The Phillies are currently projected by Spotrac to have a $311.2 million Opening Day luxury tax payroll in 2026. If MLB owners get their way, that number will be much lower at the outset of 2027.
Ahead of the expiration of the collective bargaining agreement on Dec. 1, a source told Jon Heyman of The New York Post that 29 of 30 owners appear to be in favor of some sort of salary cap after their latest meetings. Heyman also offered the first projections of where the cap and floor could be:
"Very early estimates suggest the proposed cap (ceiling) might be set around the $260M-$280M range and the floor around $140M-$160M."
The Phillies are currently projected to have a $203 million luxury tax payroll in 2027, per Spotrac. If you just hear that, you may think that staying under a cap between $260 and $280 million might be doable.
However, that $203 total doesn't include players set to become free agents after 2026, like Jesús Luzardo, Alec Bohm, Adolis García, José Alvarado and Edmundo Sosa.
The Phillies may ultimately let some of those players walk. For example, Bohm — who is making $10.2 million in 2026, his final year of arbitration eligibility — could be replaced internally by Aidan Miller.
But it would be much harder to let some of the other pieces walk and not be a much worse team in 2027. Luzardo — a Spring Training extension candidate — will likely be making $30 million or more on a long-term deal in 2027. If you add $30 million to $203 million, you're already at $233 million in payroll commitments. If the cap would be closer to $260 million than $280 million, that would leave president of baseball operations Dave Dombrowski, who is under contract through the 2027 season, with very little flexibility to build out the rest of the roster. And if the Phillies let Luzardo leave in free agency, they'll save money, but be worse off for it.
The Los Angeles Dodgers ($365 million), New York Mets ($269 million), New York Yankees ($235 million) and San Diego Padres ($221 million) all have even more money committed for 2027 than the Phillies. In a sport with guaranteed contracts, it's hard to imagine how everyone would get to a cap under $280 million as soon as next season.
Even if this is just a starting negotiation point from the owners and a cap would be phased in over multiple seasons, you can already start to see how some owners could be picked off when it comes time to vote on ratifying a new CBA proposal with a salary cap, with 23 of 30 votes needed to pass it.
Some owners may say in February of 2026 that they are in favor of a cap, in theory. Will owners of so-called "big-market" teams actually vote against their own interests in February of 2027, leaving them with no financial wiggle room to improve their club before the start of the season, or even the need to shed salary?
The other part of this that's interesting is we're assuming all of the so-called "small-market" clubs are going to be fine with a salary floor. The proposal of a floor of $140-$160 million might sound reasonable to the public. But 10 teams — the Athletics ($131.9 million), Milwaukee Brewers ($129.1 million), Pittsburgh Pirates ($120.7 million), St.
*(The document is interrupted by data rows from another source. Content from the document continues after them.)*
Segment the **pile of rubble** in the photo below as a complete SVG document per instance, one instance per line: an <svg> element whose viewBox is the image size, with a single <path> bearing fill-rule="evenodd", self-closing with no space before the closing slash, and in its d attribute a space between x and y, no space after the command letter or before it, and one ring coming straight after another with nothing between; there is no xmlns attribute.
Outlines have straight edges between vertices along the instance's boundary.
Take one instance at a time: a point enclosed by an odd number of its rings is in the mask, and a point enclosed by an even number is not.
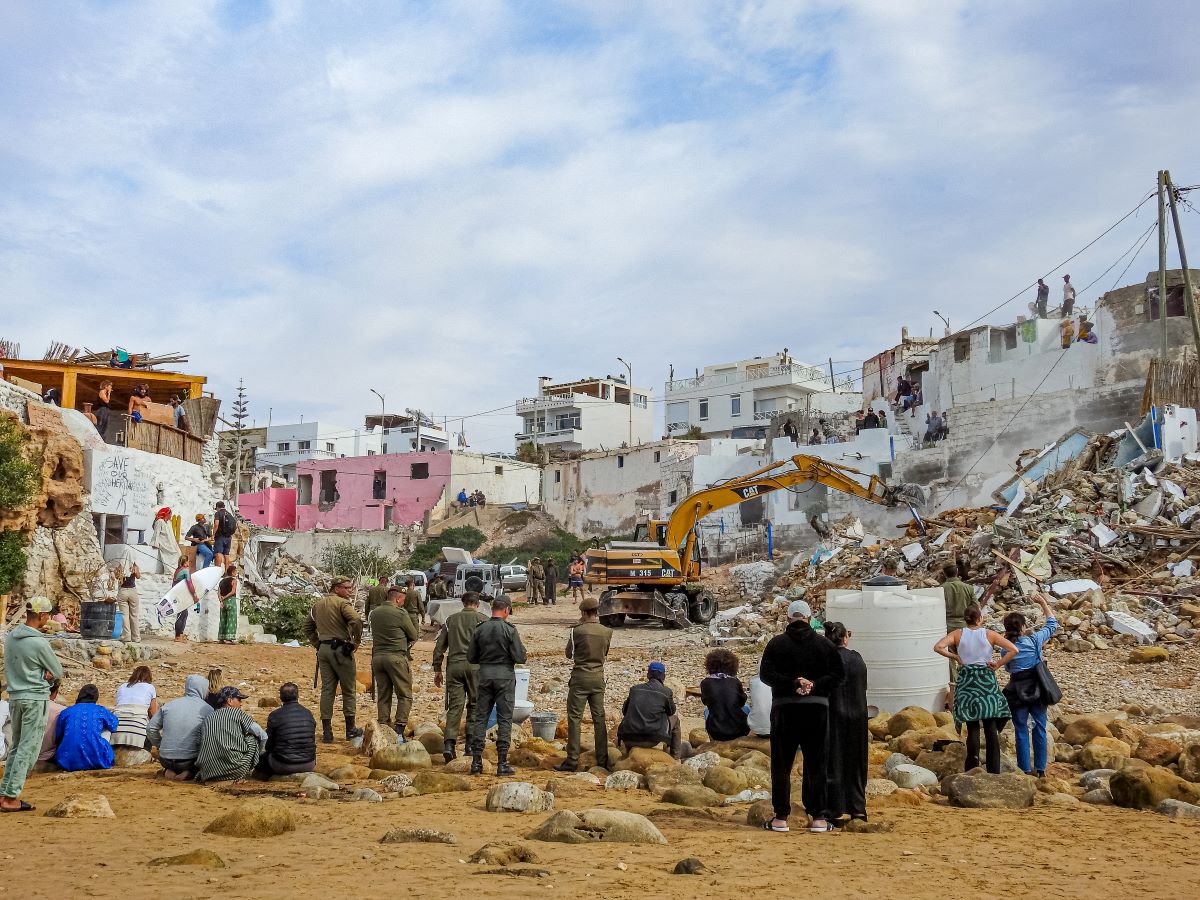
<svg viewBox="0 0 1200 900"><path fill-rule="evenodd" d="M735 567L731 578L750 602L718 617L713 637L778 633L786 609L772 602L776 595L805 597L819 611L825 591L857 588L885 566L924 588L956 564L993 625L1011 610L1036 612L1028 595L1048 591L1062 625L1057 646L1068 651L1193 640L1200 454L1169 461L1150 450L1123 461L1130 454L1112 435L1077 444L1082 450L1061 454L1068 458L1058 464L1045 462L1057 444L1022 454L1024 465L992 506L935 511L895 539L866 534L848 517L815 550L779 565Z"/></svg>

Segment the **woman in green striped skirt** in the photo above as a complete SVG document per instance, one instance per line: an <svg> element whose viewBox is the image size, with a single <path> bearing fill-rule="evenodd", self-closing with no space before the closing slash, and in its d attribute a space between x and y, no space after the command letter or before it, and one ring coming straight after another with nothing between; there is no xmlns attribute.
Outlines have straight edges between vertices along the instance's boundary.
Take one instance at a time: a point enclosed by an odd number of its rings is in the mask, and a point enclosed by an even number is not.
<svg viewBox="0 0 1200 900"><path fill-rule="evenodd" d="M1008 721L1008 701L1000 692L996 670L1017 655L1012 641L983 624L983 614L972 603L963 613L965 628L956 628L933 651L958 663L954 680L954 721L967 725L966 769L979 765L979 731L982 727L987 745L987 770L1000 774L1000 729ZM997 659L996 648L1004 651Z"/></svg>
<svg viewBox="0 0 1200 900"><path fill-rule="evenodd" d="M225 577L217 584L217 596L221 602L221 620L217 624L217 640L222 644L237 642L237 566L229 566Z"/></svg>

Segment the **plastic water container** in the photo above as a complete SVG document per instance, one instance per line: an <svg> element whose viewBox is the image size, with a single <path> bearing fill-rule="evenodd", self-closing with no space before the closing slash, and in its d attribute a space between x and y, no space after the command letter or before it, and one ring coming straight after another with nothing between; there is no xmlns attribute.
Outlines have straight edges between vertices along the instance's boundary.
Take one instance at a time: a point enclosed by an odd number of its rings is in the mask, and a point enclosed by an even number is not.
<svg viewBox="0 0 1200 900"><path fill-rule="evenodd" d="M113 630L109 635L114 641L121 639L121 632L125 630L125 613L118 612L113 616Z"/></svg>
<svg viewBox="0 0 1200 900"><path fill-rule="evenodd" d="M513 700L513 722L524 722L533 713L533 704L529 702L529 669L517 666L517 693Z"/></svg>
<svg viewBox="0 0 1200 900"><path fill-rule="evenodd" d="M89 640L111 638L116 609L117 605L115 603L79 604L79 633ZM120 634L121 631L118 627L118 637Z"/></svg>
<svg viewBox="0 0 1200 900"><path fill-rule="evenodd" d="M529 717L529 724L533 728L533 736L541 738L543 741L554 740L554 732L558 728L558 713L556 712L535 712Z"/></svg>
<svg viewBox="0 0 1200 900"><path fill-rule="evenodd" d="M849 646L867 664L867 703L886 712L906 706L930 711L946 703L949 661L933 652L946 635L940 587L903 586L827 591L825 618L853 632Z"/></svg>

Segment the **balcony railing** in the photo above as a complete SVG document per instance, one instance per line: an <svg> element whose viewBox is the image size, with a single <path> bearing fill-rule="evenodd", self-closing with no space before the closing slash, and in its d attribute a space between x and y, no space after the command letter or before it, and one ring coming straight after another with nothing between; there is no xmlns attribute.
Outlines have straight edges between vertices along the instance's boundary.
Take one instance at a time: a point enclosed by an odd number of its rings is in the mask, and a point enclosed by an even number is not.
<svg viewBox="0 0 1200 900"><path fill-rule="evenodd" d="M589 400L597 400L598 397L588 397ZM576 403L574 394L547 394L544 397L525 397L517 401L517 412L529 412L534 409L551 409L559 406L574 406Z"/></svg>
<svg viewBox="0 0 1200 900"><path fill-rule="evenodd" d="M667 382L667 393L692 391L702 387L721 387L727 384L738 384L747 381L761 381L764 378L790 378L793 383L814 381L823 385L829 384L829 376L818 366L805 366L789 363L783 366L762 366L760 368L743 369L738 372L723 372L718 375L699 375L695 378L677 378Z"/></svg>
<svg viewBox="0 0 1200 900"><path fill-rule="evenodd" d="M556 440L562 440L563 438L566 438L569 440L569 439L574 438L575 432L578 430L579 429L577 429L577 428L559 428L555 431L539 431L536 434L533 433L532 431L518 431L516 434L513 435L513 437L516 438L518 441L529 442L529 443L532 443L534 438L536 438L539 441L547 441L547 440L556 441Z"/></svg>

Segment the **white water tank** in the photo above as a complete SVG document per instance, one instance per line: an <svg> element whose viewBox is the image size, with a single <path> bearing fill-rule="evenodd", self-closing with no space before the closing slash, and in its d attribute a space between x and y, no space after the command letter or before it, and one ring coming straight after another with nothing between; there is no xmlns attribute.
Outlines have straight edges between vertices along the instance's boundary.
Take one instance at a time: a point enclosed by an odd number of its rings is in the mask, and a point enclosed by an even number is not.
<svg viewBox="0 0 1200 900"><path fill-rule="evenodd" d="M850 649L867 664L867 704L897 712L944 708L950 664L933 652L946 634L946 600L940 587L903 586L827 591L825 621L852 632Z"/></svg>

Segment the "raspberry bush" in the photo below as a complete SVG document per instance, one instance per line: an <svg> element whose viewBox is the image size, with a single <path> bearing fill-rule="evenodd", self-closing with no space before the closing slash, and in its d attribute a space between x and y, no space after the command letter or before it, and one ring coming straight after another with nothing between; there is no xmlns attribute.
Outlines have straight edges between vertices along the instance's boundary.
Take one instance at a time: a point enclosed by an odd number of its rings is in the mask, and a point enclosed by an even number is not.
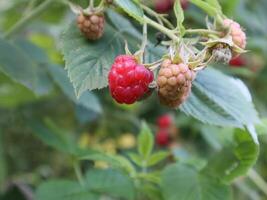
<svg viewBox="0 0 267 200"><path fill-rule="evenodd" d="M260 1L0 3L0 199L264 199Z"/></svg>

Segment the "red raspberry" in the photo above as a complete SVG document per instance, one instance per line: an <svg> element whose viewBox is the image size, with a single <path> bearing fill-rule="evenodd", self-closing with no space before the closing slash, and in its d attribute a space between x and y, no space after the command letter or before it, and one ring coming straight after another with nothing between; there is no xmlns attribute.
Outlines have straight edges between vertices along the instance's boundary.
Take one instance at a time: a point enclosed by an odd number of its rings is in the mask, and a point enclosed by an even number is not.
<svg viewBox="0 0 267 200"><path fill-rule="evenodd" d="M109 89L118 103L132 104L149 92L153 73L130 55L115 58L108 75Z"/></svg>
<svg viewBox="0 0 267 200"><path fill-rule="evenodd" d="M247 44L246 34L242 30L241 26L231 19L225 19L223 23L225 27L230 28L230 34L233 38L233 42L240 48L245 49Z"/></svg>
<svg viewBox="0 0 267 200"><path fill-rule="evenodd" d="M229 65L234 67L242 67L246 65L246 60L241 56L236 56L230 60Z"/></svg>
<svg viewBox="0 0 267 200"><path fill-rule="evenodd" d="M162 147L170 143L170 137L166 130L159 130L156 134L156 144Z"/></svg>
<svg viewBox="0 0 267 200"><path fill-rule="evenodd" d="M169 128L173 124L172 116L169 114L165 114L165 115L160 116L157 119L157 124L158 124L159 128L161 128L161 129Z"/></svg>
<svg viewBox="0 0 267 200"><path fill-rule="evenodd" d="M105 17L103 13L85 15L81 13L77 18L77 25L89 40L97 40L104 33Z"/></svg>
Louis Cardinals ($119.8 million), Minnesota Twins ($119.2 million), Colorado Rockies ($105.3 million), Tampa Bay Rays ($105.2 million), Washington Nationals ($102.4 million), Chicago White Sox ($101.5 million), Cleveland Guardians ($94.7 million) and Miami Marlins ($78.1 million) — are projected to be under that total to start the 2026 season. All 10 of those teams might like for there to be a salary cap, but will they want it so badly they'll agree to a salary floor, which would mean in some cases the owners have to spend significantly more than they currently are?
It would be one thing if you were starting a new league to talk about implementing a salary cap and floor. But there would be very real consequences — some intended and others unintended — that need to be considered when having this discussion.